Inwiefern sind Zukäufe ein Thema?
Wir haben kleinere Akquisitionen gemacht, halten es aber für sinnvoll, organisch zu wachsen und uns nicht wie unsere Wettbewerber extern zu verstärken und so Ressourcen zu binden. Zugegebenermassen ist organisches Wachstum langsamer. Wir müssen aufpassen, keine Marktanteile zu verlieren. Insofern gibt es die Überlegung, ob wir nicht auch mehr zukaufen. Aber wir fühlen uns derzeit mit organischem Wachstum recht wohl. Wenn wir erkennen würden, dass wir im Softwaregeschäft nicht unter die Top drei kommen, müssten wir aber handeln.

Mit wem messen Sie sich?
Im Retail sind das eine NCR sowie viele kleine Anbieter, im Banking NCR, Diebold und zahllose kleine Wettbewerber. Die Kleineren werden konsolidiert, sei es durch die Hauptwettbewerber oder die Banken selbst. Wenn wir zukaufen, würden wir eher in Technologie investieren, um die Breite unseres Portfolios abzurunden, oder Systemintegratoren hinzukaufen, um die Skalen zu erzielen. Aber für die Verdoppelung des Softwareumsatzes wollen wir eher den schweren Weg gehen.

Bleibt es bei einem Umsatzanteil von 30% für Schwellenländer, oder steigt der Anteil?
Wir sehen Nachholbedarf in Europa, bleiben da aber noch auf niedrigem Niveau – das Geschäft springt noch nicht richtig an, ausgenommen in Grossbritannien. Wenn eine der grossen Banken in den Umbau des Filialgeschäfts investiert, ziehen dann auch die anderen nach.

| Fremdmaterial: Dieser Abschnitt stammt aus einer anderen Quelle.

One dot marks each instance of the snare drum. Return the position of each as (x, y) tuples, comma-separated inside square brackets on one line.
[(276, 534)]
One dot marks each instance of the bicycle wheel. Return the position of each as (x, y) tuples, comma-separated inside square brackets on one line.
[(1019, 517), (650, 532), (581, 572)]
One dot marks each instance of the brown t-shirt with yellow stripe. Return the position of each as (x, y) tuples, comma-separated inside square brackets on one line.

Dessen ungeachtet bleibt der Trend, dass die Schwellenländer weiter wachsen, für uns bestehen.

Wie sieht Ihre Dividendenpolitik aus?
Es bleibt dabei, wir möchten rund 50% des Nettogewinns ausschütten. Ich sehe keinen Grund, dies zu ändern, aber der Aufsichtsrat muss darüber final entscheiden.